Mrs. Carter wrote very simple and concise diary entries. The notes served mainly as a farm journal, recording weather conditions, dates of planting and harvest, and the coming and going of visitors to Oatlands and Mrs. Carter’s other property, Bellefield. As in most diaries, the entries can seem cryptic unless you know the writer’s family and friends. But in this case, to understand this brief reference you would need to know her enslaved workers as well. Sophy (or Sophia) was an enslaved woman owned by Mrs. Carter, and Jake (Jacob Howard) was owned by Mrs. Carter’s sister and brother-in-law, Mary and William Stephenson. The marriage ceremony was performed at Bellefield by the Rev. O.A. Kinsolving, minister at Emmanuel Episcopal Church in Middleburg, Virginia. Although White enslavers sometimes attended plantation weddings of the enslaved, celebrating the wedding inside the master’s or mistress’ home was somewhat unusual.
At the time of the wedding, marriages between enslaved individuals had no legal standing. Before 1866, Virginia law did not recognize slave marriages because enslaved people were considered property and not persons in the eyes of the law. However, the unions were recognized by the enslaved community and, in this case, by the plantation owner. Sanctioning the marriages of the enslaved often benefited the enslaver, because marriages tended to keep the workers emotionally tied to the plantation and could also produce additional “property” in the form of children of the enslaved.

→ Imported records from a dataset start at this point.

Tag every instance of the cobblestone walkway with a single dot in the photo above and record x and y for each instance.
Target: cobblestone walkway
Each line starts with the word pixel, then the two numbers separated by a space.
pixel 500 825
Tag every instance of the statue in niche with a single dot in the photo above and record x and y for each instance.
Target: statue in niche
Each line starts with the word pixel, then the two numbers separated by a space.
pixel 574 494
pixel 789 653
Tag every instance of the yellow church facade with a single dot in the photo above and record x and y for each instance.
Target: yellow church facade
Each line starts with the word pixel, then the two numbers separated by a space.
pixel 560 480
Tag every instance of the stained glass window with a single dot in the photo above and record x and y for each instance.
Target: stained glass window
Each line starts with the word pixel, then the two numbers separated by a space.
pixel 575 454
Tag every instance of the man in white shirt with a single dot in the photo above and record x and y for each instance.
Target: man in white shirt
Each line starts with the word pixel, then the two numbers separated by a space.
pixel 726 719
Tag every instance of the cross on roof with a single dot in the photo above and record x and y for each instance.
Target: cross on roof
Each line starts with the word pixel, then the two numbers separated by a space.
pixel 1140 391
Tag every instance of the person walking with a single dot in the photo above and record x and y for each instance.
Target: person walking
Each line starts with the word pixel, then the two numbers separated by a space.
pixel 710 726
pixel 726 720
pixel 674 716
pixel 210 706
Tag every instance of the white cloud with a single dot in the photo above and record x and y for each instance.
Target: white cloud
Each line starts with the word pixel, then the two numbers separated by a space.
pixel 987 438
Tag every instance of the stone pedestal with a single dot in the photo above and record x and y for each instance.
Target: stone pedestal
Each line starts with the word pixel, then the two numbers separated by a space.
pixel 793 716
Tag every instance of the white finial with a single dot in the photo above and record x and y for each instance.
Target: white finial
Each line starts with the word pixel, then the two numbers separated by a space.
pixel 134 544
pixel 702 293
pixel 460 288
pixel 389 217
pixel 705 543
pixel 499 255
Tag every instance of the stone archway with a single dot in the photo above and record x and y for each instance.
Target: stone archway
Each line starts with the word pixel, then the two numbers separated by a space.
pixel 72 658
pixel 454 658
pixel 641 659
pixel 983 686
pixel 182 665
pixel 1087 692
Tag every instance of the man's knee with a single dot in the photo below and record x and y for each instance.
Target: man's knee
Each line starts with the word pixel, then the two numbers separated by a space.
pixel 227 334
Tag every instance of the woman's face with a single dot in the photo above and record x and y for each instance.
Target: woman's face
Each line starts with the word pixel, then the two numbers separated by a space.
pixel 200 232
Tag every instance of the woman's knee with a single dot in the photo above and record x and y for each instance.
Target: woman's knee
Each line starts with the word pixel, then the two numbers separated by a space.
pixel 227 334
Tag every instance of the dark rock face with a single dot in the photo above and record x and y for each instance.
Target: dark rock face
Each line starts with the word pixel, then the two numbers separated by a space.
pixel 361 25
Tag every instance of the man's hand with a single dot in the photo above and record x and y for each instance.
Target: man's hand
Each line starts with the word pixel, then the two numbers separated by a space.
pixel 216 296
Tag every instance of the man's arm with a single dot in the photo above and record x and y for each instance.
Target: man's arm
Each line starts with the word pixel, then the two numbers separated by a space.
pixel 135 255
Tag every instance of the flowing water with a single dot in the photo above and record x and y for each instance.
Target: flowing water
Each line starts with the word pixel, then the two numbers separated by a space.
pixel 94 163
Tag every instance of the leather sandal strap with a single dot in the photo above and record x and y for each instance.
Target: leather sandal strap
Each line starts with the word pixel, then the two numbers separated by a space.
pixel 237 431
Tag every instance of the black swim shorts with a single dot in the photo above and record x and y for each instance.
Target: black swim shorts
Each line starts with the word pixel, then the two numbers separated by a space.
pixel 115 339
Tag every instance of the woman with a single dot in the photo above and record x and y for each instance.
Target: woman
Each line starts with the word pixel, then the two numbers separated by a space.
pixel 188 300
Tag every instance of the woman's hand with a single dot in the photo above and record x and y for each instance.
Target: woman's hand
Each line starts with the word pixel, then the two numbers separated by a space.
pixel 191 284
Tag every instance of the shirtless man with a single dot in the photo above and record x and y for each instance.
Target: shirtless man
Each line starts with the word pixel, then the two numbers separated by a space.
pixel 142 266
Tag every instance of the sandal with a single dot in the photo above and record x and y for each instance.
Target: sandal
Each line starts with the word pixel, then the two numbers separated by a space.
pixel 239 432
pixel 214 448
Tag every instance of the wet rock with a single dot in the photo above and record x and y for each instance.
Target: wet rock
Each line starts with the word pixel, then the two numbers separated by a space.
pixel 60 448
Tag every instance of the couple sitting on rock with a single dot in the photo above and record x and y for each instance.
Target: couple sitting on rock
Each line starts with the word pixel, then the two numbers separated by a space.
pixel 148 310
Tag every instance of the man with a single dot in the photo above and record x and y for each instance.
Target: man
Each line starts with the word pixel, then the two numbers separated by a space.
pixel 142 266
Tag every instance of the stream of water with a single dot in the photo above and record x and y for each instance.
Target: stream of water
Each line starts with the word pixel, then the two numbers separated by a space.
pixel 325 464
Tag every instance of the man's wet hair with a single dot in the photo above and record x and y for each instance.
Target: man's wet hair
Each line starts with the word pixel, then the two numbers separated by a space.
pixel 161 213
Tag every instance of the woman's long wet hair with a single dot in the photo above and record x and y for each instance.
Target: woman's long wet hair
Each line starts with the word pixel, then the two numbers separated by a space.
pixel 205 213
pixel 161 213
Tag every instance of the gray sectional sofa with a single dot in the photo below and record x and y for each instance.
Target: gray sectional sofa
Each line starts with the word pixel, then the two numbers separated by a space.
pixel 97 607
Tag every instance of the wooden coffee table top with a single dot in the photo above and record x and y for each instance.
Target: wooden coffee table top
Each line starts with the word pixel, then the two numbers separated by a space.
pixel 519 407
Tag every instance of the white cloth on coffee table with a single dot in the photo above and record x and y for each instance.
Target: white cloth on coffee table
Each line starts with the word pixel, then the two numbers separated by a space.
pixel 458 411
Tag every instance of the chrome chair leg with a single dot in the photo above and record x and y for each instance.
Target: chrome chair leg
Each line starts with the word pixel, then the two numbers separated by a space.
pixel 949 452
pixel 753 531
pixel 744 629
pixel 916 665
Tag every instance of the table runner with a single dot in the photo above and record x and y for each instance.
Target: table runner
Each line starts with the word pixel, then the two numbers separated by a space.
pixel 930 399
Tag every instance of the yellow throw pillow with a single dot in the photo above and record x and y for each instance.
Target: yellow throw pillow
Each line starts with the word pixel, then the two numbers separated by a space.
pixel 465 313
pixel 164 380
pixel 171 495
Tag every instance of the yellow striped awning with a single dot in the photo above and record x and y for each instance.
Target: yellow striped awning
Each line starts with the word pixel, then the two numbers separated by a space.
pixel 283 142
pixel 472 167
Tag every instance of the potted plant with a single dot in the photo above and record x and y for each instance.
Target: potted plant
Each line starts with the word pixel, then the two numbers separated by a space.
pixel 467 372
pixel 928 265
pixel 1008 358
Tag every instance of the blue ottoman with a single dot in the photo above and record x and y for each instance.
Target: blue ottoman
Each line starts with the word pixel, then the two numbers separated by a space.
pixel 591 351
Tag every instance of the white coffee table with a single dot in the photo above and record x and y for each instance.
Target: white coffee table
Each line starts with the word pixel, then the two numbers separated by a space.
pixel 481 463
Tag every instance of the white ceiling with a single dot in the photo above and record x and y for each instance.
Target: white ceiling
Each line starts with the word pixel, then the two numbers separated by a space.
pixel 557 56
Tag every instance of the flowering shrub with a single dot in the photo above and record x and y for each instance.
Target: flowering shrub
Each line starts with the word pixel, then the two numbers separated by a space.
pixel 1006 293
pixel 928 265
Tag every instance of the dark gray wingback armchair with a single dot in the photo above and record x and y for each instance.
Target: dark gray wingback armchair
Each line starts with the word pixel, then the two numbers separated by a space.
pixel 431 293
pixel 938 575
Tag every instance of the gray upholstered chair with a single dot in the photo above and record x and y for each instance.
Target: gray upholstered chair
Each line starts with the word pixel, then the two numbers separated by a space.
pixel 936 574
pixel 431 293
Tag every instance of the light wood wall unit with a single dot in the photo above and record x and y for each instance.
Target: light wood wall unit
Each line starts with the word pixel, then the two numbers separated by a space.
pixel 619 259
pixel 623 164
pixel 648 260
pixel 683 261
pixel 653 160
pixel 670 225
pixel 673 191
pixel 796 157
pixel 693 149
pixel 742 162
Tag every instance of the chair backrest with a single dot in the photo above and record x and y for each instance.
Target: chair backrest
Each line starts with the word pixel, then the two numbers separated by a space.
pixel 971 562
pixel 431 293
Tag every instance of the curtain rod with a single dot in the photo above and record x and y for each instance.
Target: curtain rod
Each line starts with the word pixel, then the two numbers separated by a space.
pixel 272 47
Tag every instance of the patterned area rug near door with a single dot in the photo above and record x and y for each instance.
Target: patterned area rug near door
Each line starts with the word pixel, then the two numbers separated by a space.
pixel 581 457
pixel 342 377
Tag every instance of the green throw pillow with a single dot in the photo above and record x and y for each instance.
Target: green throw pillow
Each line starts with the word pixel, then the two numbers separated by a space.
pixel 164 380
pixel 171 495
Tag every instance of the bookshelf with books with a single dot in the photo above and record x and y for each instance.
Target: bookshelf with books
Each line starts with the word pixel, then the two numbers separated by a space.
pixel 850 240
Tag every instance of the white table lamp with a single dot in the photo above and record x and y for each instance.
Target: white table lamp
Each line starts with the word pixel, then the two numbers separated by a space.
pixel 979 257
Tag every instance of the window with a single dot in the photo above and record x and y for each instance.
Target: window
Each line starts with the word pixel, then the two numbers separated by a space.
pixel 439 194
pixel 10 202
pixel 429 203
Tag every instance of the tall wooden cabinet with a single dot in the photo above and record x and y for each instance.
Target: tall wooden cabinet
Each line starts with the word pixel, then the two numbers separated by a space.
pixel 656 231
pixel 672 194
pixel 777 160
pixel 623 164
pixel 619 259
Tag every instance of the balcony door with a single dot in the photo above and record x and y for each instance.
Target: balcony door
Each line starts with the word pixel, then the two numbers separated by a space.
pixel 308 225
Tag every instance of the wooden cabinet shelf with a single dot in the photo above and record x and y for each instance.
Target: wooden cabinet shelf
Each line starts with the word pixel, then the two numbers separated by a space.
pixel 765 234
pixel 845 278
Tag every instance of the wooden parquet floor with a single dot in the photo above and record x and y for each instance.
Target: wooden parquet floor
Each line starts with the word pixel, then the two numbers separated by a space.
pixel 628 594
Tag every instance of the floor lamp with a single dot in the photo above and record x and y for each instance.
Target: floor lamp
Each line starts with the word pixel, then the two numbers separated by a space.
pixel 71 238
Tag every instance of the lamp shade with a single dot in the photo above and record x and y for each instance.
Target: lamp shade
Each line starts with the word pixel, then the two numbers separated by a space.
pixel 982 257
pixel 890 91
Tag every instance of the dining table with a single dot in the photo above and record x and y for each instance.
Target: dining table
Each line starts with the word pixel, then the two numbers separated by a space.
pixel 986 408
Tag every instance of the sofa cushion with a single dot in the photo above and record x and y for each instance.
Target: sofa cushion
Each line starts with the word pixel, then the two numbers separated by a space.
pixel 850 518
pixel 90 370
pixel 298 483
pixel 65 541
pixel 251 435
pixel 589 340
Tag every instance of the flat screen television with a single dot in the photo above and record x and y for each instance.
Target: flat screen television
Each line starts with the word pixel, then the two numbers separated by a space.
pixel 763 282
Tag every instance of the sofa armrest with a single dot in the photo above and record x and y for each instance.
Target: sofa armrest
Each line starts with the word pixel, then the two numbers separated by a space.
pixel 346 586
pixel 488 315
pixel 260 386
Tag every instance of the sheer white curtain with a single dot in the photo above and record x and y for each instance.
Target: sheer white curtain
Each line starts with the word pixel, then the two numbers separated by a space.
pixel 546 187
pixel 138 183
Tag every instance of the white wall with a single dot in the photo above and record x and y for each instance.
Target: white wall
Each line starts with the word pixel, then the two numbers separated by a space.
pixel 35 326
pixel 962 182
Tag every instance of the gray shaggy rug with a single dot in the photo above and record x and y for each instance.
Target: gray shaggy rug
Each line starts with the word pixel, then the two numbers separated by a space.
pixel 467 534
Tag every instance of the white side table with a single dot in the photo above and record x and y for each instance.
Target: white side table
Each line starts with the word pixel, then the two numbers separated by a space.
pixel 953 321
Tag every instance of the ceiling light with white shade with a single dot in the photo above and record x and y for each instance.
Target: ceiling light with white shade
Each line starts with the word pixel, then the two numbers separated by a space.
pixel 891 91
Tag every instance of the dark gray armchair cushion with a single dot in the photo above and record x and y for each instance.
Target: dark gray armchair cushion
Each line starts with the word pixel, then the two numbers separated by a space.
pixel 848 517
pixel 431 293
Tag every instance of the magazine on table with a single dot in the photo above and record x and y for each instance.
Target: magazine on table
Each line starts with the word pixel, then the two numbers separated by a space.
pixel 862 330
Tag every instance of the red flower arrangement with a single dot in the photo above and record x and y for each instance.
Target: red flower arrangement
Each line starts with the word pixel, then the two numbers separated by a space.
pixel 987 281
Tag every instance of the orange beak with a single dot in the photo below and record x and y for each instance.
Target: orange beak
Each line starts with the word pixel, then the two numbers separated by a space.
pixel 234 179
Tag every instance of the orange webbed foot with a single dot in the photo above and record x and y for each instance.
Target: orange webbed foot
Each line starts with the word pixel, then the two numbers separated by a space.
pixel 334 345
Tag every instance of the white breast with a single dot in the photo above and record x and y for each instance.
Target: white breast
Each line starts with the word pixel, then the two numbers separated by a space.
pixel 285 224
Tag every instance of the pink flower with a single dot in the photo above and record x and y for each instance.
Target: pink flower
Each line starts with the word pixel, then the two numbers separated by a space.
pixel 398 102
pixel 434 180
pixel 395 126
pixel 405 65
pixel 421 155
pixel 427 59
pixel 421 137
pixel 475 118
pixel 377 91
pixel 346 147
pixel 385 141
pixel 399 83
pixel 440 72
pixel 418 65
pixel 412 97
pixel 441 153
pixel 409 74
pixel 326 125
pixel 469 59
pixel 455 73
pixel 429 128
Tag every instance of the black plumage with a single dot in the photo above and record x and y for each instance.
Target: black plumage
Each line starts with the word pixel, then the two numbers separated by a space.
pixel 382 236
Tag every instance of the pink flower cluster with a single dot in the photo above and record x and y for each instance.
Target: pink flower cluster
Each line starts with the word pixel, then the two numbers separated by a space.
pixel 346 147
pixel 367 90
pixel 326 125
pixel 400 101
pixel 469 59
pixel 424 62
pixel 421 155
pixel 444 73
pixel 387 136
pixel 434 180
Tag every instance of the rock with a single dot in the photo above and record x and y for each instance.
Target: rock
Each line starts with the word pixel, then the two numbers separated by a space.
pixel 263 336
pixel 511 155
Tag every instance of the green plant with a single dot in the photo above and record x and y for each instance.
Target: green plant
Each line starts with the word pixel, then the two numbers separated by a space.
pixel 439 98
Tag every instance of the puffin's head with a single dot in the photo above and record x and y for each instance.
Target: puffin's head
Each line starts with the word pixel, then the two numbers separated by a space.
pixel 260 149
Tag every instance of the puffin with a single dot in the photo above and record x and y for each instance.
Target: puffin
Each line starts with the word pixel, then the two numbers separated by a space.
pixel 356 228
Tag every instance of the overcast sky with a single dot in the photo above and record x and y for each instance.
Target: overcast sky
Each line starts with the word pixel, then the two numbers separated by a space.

The holiday season was a convenient time for the enslaved to marry. The harvest was in, the field workers’ tasks were less pressing, and it was generally a more relaxed time on a plantation. The enslaved often received gifts, money, extra food, and their annual allotment of clothing at Christmas. They also enjoyed rare time off, usually from 3 to 7 days, and were allowed to travel more freely between plantations to visit family and friends. This relaxation of rules made it easier for enslaved families to celebrate social occasions such as weddings.
The story of Sophia and Jacob continues in Mrs. Carter’s diary, with more than 150 mentions between 1862 and 1873. A few months after the wedding, Jacob went to work for Elizabeth, probably rented to her by Mr. and Mrs. Stephenson, giving him and Sophia the opportunity to live together as husband and wife. In October 1863 Sophia had her first child, a daughter.
Following the Civil War, in January 1866, Jacob was formally employed by Mrs. Carter for wages of $125 annually, plus clothing for himself and his wife. Eventually, Sophia and Jacob Howard purchased land near Bellefield, where they established the community of Howardsville. One of their descendants, Kevin Dulany Grigsby, is the author of two books on African American history in Loudoun County, Howardsville: The Journey of an African-American Community in Loudoun County, Virginia and From Loudoun to Glory: The Role of African-Americans from Loudoun County in the Civil War.